The Business of Addiction: Opium, China Trade & the Forbes Family Fortune

Detail+from+a+standing+room+partition.+At+the+Forbes+House+Museum.

CC: Matt Carroll

Detail from a standing room partition. At the Forbes House Museum.

Matt Carroll, Advisor

It’s an unsavory history, not often dwelled upon in Western history books. In the 1800s, international traders – many from Boston – sold opium to the Chinese in exchange for tea, silk and porcelain.

For those New England families, and others in countries such as England and France, it was a lucrative business that helped establish staggeringly rich family dynasties. For China, it was a disaster. Despite efforts by the weak imperial dynasty to limit opium sales, up to one-third of the population became addicted.

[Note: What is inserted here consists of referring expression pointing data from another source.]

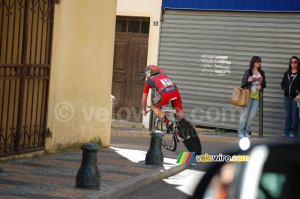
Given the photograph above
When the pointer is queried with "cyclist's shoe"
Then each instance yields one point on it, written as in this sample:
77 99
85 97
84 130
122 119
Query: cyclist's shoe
291 136
284 135
180 138
169 127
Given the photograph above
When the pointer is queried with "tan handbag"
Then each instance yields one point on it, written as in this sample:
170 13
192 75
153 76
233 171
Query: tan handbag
240 96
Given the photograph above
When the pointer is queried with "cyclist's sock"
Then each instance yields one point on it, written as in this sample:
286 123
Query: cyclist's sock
165 120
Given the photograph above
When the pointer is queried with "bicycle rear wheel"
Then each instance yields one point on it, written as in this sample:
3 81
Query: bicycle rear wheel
192 141
168 140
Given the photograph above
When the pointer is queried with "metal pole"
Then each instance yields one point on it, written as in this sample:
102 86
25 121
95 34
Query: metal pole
261 114
151 113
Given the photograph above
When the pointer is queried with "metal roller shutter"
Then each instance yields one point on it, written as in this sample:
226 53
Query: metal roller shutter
205 53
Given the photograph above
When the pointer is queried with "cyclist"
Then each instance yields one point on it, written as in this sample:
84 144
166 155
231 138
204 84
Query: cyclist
166 90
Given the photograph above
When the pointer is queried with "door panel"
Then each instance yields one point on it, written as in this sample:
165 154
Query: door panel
120 72
130 60
140 51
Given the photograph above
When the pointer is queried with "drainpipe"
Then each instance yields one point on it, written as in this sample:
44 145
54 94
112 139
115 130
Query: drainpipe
261 113
152 92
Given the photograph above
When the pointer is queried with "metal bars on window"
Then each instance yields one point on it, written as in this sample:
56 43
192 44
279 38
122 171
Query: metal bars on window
25 50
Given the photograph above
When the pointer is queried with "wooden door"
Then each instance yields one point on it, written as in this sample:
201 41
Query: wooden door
130 60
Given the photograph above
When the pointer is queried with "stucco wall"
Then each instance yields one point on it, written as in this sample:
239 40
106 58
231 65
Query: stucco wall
145 8
81 73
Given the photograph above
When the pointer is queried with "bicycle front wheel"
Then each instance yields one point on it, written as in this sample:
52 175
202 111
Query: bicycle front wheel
192 141
168 140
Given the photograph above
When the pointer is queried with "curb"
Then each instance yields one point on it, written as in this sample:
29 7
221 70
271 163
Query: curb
123 188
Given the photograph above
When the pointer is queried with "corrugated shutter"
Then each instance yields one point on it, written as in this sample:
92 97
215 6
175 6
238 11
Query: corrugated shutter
205 53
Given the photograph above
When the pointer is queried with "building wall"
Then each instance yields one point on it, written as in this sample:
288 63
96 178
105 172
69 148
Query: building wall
145 8
79 108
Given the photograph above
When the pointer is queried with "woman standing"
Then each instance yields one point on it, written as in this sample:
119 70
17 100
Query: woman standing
290 84
255 80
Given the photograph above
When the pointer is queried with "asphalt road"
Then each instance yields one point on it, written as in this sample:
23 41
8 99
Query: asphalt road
181 185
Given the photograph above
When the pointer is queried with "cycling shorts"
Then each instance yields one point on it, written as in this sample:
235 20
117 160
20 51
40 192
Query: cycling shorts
163 98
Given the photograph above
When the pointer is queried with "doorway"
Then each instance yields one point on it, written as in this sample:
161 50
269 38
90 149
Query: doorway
130 60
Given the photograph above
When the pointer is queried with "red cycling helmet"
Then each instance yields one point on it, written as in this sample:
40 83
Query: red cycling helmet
152 70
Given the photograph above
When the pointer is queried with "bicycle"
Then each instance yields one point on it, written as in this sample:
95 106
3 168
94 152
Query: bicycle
183 130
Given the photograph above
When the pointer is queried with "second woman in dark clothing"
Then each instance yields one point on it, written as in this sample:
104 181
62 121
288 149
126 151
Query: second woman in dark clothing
290 84
255 80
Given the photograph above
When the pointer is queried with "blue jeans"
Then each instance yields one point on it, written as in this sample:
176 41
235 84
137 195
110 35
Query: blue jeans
291 116
247 116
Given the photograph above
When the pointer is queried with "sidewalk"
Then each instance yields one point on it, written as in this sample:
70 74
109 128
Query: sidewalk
122 170
53 176
125 129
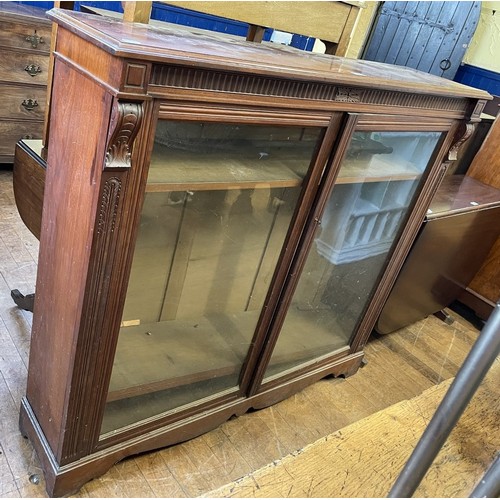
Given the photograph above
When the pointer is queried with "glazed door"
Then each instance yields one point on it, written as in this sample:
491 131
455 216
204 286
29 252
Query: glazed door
219 201
352 234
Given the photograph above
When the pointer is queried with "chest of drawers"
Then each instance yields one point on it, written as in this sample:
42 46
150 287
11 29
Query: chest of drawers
25 46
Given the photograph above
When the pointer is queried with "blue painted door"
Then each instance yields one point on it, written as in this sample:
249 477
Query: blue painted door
429 36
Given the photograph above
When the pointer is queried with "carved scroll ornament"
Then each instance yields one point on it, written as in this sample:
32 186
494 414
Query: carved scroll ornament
125 123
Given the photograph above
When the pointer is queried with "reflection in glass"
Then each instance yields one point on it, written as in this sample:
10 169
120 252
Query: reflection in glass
363 217
219 199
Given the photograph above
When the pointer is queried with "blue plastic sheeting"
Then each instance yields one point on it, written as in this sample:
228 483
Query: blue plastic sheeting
187 17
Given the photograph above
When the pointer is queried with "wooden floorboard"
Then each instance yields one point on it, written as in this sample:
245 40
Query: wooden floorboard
399 367
365 458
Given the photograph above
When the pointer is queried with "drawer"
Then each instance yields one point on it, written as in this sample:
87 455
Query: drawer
22 102
24 67
20 33
12 131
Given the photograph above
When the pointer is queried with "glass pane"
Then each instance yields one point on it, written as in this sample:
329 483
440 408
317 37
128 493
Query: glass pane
219 199
363 217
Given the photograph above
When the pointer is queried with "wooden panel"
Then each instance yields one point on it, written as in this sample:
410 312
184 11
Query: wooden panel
486 168
12 131
154 44
429 36
29 186
16 29
65 252
324 20
19 102
445 257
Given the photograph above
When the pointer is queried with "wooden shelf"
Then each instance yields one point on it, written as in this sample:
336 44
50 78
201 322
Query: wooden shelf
177 170
158 356
377 169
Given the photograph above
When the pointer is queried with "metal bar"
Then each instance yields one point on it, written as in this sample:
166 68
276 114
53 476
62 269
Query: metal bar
467 380
489 486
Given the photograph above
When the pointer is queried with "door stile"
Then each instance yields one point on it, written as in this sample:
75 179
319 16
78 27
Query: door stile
268 328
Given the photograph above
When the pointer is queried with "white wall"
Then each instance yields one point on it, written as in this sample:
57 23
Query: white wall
484 49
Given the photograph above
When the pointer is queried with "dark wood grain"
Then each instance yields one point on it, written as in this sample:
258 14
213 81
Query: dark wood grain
29 186
25 45
485 286
112 82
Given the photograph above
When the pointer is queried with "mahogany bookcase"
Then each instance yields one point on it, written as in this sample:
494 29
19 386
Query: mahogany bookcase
222 222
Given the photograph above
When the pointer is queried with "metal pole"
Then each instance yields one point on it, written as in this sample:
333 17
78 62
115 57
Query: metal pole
460 392
489 486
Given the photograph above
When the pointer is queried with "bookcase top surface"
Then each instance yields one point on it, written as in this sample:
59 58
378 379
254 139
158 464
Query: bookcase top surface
178 45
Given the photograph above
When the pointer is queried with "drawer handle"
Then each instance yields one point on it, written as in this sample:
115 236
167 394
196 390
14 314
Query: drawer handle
34 39
33 69
29 104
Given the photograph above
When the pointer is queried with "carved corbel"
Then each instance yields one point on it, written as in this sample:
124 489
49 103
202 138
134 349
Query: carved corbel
125 122
464 131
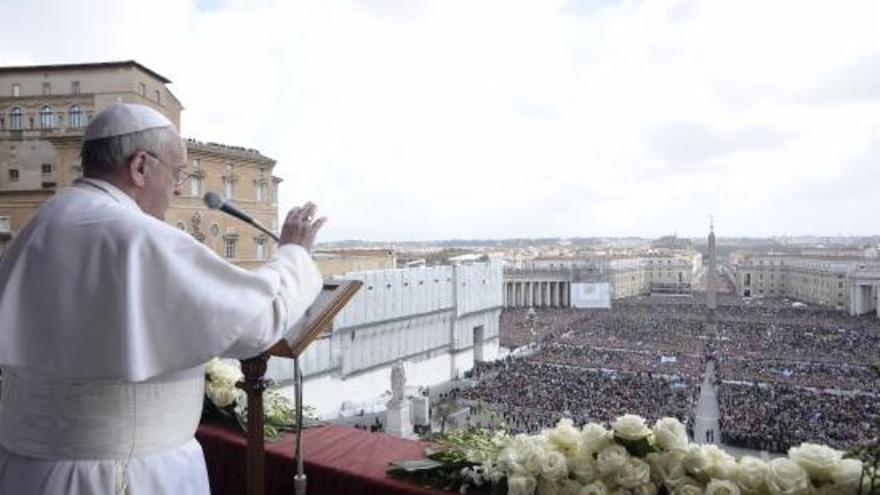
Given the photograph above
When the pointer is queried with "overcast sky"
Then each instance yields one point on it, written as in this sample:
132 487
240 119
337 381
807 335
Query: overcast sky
412 120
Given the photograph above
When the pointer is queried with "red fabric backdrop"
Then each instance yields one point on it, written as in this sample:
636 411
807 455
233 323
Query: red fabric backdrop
338 460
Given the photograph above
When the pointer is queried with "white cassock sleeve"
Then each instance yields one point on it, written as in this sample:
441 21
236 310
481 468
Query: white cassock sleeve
94 289
296 271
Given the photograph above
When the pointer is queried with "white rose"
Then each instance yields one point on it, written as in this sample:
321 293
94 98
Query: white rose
819 461
570 487
751 475
546 487
724 470
786 477
646 489
635 472
594 488
666 468
521 485
554 466
722 487
630 427
696 462
847 476
583 468
595 437
510 460
721 464
688 489
220 395
533 460
565 437
611 459
670 434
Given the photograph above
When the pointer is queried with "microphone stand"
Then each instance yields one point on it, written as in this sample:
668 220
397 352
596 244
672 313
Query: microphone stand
299 479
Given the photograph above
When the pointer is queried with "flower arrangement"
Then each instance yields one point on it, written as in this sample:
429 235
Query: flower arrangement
630 458
226 402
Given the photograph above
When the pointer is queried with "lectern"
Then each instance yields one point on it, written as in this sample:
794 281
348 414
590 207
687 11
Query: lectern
317 319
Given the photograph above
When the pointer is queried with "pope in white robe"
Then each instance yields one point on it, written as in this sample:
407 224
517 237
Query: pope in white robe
107 316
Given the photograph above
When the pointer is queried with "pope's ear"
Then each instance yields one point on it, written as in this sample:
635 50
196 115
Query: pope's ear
137 168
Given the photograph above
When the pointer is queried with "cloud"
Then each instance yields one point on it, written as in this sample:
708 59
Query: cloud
688 142
857 82
490 118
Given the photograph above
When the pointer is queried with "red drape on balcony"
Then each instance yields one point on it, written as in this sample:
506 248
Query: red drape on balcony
338 460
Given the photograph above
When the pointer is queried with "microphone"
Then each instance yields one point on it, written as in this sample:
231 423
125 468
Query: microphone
215 202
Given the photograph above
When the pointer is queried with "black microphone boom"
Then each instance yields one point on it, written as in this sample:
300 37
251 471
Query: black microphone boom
215 202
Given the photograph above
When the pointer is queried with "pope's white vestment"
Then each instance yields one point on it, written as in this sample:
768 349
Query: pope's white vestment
107 316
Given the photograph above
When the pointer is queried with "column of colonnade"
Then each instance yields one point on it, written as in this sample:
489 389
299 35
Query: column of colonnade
537 294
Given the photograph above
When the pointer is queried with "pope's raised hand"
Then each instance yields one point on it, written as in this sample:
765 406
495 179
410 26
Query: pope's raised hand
300 226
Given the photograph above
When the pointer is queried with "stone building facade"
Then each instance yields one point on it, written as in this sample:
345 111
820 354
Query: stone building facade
43 113
845 283
546 282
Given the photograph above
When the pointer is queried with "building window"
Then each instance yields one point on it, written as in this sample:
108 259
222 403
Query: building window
47 117
75 120
195 185
15 119
231 243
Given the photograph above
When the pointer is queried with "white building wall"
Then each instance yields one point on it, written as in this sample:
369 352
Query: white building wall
423 316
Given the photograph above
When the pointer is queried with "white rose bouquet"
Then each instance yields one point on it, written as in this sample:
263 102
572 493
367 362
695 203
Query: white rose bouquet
225 402
631 458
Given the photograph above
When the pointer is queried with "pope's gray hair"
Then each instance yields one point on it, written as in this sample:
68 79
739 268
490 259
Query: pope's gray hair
111 154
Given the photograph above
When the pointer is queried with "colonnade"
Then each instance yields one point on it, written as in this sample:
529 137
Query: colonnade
538 294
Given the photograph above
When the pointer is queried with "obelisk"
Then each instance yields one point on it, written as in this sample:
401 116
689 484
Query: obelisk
711 285
397 412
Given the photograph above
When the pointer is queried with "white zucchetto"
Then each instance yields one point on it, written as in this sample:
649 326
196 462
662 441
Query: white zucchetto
124 118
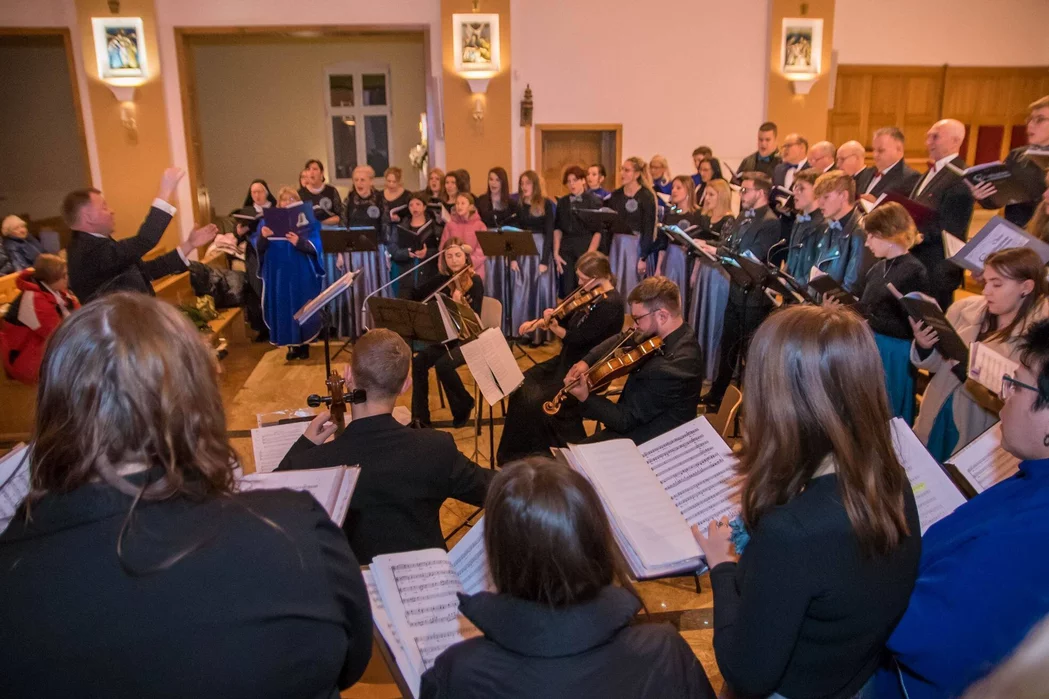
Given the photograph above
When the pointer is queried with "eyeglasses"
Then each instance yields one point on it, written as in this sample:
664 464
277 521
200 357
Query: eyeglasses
1009 386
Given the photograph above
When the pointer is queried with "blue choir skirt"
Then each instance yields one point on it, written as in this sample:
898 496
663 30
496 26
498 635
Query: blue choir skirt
900 375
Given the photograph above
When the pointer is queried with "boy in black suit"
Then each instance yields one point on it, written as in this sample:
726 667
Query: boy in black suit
406 474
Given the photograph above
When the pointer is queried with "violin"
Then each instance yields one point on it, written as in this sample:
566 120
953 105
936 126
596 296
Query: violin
615 364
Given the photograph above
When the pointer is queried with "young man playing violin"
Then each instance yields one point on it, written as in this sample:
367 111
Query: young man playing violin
663 392
597 316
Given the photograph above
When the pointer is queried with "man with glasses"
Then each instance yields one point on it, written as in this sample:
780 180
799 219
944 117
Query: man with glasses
982 578
664 390
1037 134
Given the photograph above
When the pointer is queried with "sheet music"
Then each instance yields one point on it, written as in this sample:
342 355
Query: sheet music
651 523
271 444
14 482
470 560
935 494
697 468
983 462
987 367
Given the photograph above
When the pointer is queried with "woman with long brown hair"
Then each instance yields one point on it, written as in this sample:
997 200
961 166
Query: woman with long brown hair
834 533
132 568
559 622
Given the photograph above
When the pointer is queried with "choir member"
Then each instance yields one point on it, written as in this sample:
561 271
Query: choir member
806 609
891 233
571 236
596 175
140 548
959 623
889 173
682 211
43 301
850 157
808 229
755 230
100 265
636 205
559 621
419 229
535 281
464 225
945 192
766 157
1037 134
527 429
468 289
496 208
709 284
292 275
406 474
660 171
324 198
664 392
1013 298
840 252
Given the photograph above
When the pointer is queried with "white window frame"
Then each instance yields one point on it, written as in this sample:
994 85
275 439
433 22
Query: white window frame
358 111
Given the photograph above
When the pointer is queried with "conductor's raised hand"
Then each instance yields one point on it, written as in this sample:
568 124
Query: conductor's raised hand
320 428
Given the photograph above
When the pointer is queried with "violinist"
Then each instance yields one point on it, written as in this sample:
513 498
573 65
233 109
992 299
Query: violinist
459 281
587 317
663 393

“Opium: The Business of Addiction” is an exhibit at Forbes Museum in Milton, Massachusetts. A number of famous Boston Brahmin families, such as the Cabots, Peabodys, Endicotts and Forbes, benefitted from the infamous trade, according to the exhibit. 

The exhibit showcases treasures brought back by the Forbes, from porcelain to silks, from art to engravings. Also displayed are letters written back to family members and business ledgers displaying their profits and losses. Eleven members of the extended family were involved in the “China Trade,” which lasted from 1784 to 1887 and spanned the First and Second Opium Wars, according to the exhibit.

The exhibit, which is in a former Forbes family home that was later converted into a museum, does not spare the family’s responsibility in the appalling business.

The family on one hand eagerly participated in a business that ended up killing an untold number of Chinese people, destroyed families, undermined the national interest, and ignited lingering suspicion about the motives of Western governments that has tainted relations between China and the West to this day. 

At the same time, the family were celebrated philanthropists back home. For instance, the family won praise in all corners for its efforts with famine relief in Ireland during the mid-1800s.

The exhibit continues through March 26.